Dampak Kasus bagi Industri Kreatif
Kasus Amsal Sitepu menjadi lonceng peringatan bagi para pekerja kreatif yang sering bermitra dengan instansi pemerintah atau pemerintah desa. Ketakutan akan dikriminalisasi karena perbedaan interpretasi harga kontrak dapat menghambat kolaborasi antara pemerintah dan pelaku ekonomi kreatif.
Beberapa poin yang menjadi catatan penting bagi pelaku industri kreatif:
- Pentingnya Kontrak Hukum: Pastikan setiap perjanjian kerja sama memiliki rincian Budgeting (RAB) yang sangat detail dan disepakati oleh kedua belah pihak.
- Dokumentasi Bukti: Simpan seluruh bukti transaksi, nota pembelian alat, hingga bukti pembayaran kru sebagai langkah mitigasi jika di kemudian hari dilakukan audit.
- Pahami Regulasi Pengadaan: Bagi videografer yang sering mengerjakan proyek pemerintah, memahami aturan pengadaan barang dan jasa (PBJ) adalah hal wajib untuk menghindari jeratan hukum.
Harapan Keadilan di Tahun 2026
Menjelang vonis hakim pada April 2026, banyak pihak berharap bahwa pengadilan dapat melihat kasus ini secara objektif. Jika memang tidak ditemukan bukti pengayaan diri yang melawan hukum, maka keadilan harus ditegakkan demi memulihkan nama baik Amsal Sitepu.

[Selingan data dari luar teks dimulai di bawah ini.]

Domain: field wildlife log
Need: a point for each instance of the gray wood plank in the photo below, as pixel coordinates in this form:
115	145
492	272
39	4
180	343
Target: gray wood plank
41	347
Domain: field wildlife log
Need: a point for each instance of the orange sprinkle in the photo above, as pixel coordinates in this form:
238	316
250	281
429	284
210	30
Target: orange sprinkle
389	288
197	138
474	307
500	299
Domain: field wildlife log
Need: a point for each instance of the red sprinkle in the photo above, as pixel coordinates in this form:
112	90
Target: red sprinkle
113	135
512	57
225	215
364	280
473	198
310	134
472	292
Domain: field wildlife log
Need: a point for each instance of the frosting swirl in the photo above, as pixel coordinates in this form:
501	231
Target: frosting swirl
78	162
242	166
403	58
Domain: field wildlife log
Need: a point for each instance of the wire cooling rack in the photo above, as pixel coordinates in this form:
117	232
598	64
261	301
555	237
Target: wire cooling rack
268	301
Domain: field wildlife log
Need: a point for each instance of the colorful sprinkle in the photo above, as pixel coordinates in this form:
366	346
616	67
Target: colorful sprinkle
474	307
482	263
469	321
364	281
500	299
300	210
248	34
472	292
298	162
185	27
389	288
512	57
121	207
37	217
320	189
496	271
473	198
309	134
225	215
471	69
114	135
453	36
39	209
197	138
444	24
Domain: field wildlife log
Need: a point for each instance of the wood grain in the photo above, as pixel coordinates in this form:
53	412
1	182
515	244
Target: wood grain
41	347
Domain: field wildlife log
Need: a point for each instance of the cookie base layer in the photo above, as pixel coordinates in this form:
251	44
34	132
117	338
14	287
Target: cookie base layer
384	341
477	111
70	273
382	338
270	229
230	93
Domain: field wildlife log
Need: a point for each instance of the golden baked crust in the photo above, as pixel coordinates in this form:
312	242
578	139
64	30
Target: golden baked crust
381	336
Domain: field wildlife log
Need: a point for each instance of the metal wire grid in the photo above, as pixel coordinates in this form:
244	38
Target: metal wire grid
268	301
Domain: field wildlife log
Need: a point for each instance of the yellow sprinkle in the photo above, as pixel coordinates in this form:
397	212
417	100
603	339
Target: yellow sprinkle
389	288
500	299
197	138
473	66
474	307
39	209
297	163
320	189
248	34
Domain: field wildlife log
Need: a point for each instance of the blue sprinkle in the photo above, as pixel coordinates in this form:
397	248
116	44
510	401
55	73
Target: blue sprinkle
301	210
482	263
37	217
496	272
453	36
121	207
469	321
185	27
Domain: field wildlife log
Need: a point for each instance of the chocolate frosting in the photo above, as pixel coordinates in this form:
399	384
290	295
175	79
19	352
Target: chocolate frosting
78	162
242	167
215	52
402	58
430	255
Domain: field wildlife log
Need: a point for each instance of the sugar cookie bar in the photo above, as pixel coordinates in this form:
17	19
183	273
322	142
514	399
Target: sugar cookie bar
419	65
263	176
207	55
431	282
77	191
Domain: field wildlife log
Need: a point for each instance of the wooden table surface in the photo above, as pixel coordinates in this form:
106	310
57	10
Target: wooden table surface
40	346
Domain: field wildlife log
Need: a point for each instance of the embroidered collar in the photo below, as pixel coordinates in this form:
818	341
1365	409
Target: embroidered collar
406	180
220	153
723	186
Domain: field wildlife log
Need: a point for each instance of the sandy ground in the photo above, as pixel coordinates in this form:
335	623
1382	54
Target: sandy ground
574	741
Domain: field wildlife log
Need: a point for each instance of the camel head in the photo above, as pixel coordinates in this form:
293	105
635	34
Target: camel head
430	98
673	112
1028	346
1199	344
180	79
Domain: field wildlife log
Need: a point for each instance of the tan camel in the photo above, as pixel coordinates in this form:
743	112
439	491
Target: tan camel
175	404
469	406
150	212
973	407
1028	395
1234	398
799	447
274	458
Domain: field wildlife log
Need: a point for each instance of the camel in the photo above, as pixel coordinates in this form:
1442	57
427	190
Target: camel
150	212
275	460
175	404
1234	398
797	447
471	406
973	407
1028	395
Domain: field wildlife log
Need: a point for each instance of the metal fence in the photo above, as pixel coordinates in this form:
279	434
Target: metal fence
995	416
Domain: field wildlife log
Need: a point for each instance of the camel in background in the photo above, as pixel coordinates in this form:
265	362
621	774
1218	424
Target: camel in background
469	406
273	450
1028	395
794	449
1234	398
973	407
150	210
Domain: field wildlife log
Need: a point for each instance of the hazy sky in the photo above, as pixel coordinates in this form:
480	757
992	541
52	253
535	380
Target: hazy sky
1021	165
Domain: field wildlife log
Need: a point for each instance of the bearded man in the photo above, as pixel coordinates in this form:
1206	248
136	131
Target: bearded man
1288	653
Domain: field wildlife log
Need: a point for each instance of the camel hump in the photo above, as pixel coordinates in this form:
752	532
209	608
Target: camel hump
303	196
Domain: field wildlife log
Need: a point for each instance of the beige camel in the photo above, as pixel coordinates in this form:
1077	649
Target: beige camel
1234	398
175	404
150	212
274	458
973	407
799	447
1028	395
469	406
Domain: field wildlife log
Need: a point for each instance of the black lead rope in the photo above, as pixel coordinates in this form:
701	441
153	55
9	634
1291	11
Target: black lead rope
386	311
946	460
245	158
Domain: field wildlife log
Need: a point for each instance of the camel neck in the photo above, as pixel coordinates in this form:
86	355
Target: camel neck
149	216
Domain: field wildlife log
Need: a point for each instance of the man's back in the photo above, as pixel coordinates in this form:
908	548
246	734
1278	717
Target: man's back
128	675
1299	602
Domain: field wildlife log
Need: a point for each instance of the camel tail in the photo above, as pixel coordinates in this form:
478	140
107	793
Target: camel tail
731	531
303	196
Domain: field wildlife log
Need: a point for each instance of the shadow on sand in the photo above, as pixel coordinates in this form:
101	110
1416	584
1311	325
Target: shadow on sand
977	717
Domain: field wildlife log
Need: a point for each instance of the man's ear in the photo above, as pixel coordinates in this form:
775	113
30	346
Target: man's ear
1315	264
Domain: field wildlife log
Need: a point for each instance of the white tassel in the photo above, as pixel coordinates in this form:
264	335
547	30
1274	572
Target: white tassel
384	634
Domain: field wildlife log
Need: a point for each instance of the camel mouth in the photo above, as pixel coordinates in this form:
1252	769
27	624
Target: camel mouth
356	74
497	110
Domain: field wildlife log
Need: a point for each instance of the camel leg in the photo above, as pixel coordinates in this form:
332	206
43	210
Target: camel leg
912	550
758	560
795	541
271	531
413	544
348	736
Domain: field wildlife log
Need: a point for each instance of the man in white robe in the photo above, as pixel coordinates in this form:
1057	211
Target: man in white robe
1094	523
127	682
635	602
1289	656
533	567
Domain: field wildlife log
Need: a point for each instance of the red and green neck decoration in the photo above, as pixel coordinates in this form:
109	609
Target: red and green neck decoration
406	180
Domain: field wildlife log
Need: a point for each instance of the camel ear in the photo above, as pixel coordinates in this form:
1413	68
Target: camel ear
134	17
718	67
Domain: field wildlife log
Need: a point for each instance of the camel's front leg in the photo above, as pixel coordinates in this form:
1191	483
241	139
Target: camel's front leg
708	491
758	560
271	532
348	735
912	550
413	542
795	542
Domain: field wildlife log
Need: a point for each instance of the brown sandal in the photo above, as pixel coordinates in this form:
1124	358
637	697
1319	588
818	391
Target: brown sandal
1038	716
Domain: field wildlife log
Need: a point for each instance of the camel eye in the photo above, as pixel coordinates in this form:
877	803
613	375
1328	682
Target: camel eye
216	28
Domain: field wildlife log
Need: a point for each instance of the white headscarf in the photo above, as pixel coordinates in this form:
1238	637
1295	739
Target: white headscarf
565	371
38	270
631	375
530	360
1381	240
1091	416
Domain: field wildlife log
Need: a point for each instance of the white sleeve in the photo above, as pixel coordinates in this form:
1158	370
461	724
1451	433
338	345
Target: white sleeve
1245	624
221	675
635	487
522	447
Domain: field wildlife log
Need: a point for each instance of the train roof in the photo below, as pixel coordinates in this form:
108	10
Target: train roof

Proses peradilan ini diharapkan tidak hanya menjadi ajang penghukuman, tetapi juga ruang edukasi bagi penegak hukum dalam membedakan antara pelanggaran administrasi dan tindak pidana korupsi yang nyata. Jika seorang kreator dihukum hanya karena perbedaan harga produksi, maka hal ini bisa mematikan kreativitas di daerah-daerah yang sedang giat mempromosikan potensi desanya melalui media digital.
Kesimpulan
Kasus Amsal Sitepu adalah potret nyata betapa kompleksnya hubungan antara regulasi keuangan negara dan dinamika industri kreatif. Dengan tuntutan 2 tahun penjara, nasib sang videografer kini berada di tangan palu hakim. Publik menanti apakah vonis nanti akan membawa keadilan yang proporsional atau justru menyisakan tanda tanya besar bagi dunia hukum di Indonesia. Apapun hasilnya nanti, kasus ini akan tercatat sebagai pelajaran penting bagi setiap pekerja kreatif untuk lebih berhati-hati dalam menjalankan proyek yang bersumber dari dana negara.